The Song of the Birds is a 1935 Color Classics cartoon. It concerns a destructive little boy with an air rifle who shoots a baby bird and is mortified when the bird's parents, and all the other birds, go into mourning.

==Plot==
A flock of birds is teaching their young chicks to fly. The sun is shining, and all the birds are cheerfully singing. Meanwhile, a boy is having fun with an air rifle, shooting at everything in the house and destroying many of the items. He goes into the garden and shoots at the nest that the birds have barely saved. Next, he shoots a chick out of the sky, only to realize the gravity of what he has done. The chick's parents try to revive it, but to no avail.

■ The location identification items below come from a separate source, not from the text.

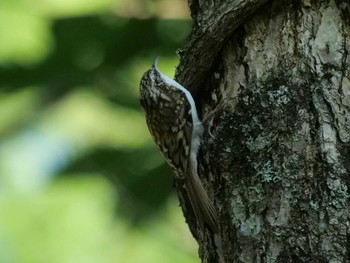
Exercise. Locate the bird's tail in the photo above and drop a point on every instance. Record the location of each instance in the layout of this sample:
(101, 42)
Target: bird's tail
(202, 206)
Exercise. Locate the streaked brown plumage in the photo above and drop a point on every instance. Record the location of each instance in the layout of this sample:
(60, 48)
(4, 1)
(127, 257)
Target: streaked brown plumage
(172, 120)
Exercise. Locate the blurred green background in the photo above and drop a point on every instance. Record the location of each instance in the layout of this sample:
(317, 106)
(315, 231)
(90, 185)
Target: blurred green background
(80, 177)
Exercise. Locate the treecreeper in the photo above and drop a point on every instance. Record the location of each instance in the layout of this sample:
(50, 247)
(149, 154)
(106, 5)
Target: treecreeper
(173, 122)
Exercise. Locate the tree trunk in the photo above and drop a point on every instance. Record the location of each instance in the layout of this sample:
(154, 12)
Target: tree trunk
(273, 87)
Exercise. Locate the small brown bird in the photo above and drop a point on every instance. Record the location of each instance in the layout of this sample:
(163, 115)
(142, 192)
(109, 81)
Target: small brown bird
(173, 122)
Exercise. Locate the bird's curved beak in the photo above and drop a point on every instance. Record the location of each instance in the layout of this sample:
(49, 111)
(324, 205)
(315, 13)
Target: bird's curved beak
(155, 62)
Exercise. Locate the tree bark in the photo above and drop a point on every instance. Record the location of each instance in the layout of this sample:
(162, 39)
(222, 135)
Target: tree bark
(273, 87)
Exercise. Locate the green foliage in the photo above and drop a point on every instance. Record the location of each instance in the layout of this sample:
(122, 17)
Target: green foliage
(80, 178)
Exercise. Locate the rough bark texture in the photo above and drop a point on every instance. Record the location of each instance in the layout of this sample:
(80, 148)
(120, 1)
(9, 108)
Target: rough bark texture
(275, 157)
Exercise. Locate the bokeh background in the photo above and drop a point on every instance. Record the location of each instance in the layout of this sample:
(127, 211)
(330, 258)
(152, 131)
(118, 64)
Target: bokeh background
(80, 178)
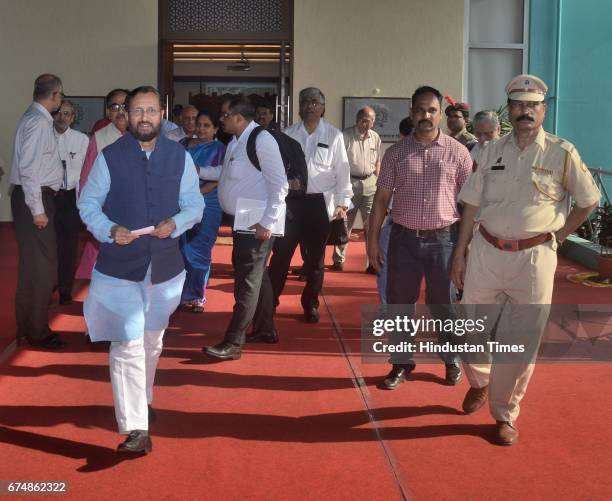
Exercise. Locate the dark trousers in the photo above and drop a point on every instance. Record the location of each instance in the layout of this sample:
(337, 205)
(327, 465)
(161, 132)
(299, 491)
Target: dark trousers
(67, 225)
(307, 223)
(409, 259)
(252, 288)
(37, 271)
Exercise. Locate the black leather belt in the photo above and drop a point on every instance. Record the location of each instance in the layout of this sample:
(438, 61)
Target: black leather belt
(424, 233)
(362, 178)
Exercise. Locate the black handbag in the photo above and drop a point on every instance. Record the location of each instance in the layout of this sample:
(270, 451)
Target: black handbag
(338, 232)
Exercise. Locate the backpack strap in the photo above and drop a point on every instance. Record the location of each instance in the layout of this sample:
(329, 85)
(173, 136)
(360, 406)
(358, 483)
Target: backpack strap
(251, 150)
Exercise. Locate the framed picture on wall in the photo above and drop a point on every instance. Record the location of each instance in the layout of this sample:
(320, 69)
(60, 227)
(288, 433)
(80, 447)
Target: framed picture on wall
(390, 111)
(88, 110)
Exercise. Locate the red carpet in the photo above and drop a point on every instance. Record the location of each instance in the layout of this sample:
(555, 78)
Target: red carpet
(299, 420)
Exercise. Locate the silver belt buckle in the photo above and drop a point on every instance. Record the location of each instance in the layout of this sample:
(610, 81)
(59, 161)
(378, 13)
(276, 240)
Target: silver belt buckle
(508, 245)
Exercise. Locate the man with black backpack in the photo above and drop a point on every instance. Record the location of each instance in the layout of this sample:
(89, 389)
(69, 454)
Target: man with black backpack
(266, 181)
(327, 196)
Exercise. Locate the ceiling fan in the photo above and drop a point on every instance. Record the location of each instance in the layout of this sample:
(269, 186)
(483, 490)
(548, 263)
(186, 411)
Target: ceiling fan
(242, 65)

The sky turns dark and stormy as the birds assemble and wail in mourning for the chick's funeral, complete with pallbearers and a grave digger. The boy watches from his bedroom window and is brought to tears, getting on his knees to pray. As the birds prepare to lower the chick into its grave, it begins raining. The young chick miraculously comes back to life. The birds resume to their cheerful singing and the sky clears. the boy, having learned this lesson, breaks his air rifle into pieces and pulls out a box of bird seeds for all the birds to enjoy. The chick and the boy share a seed as the cartoon ends.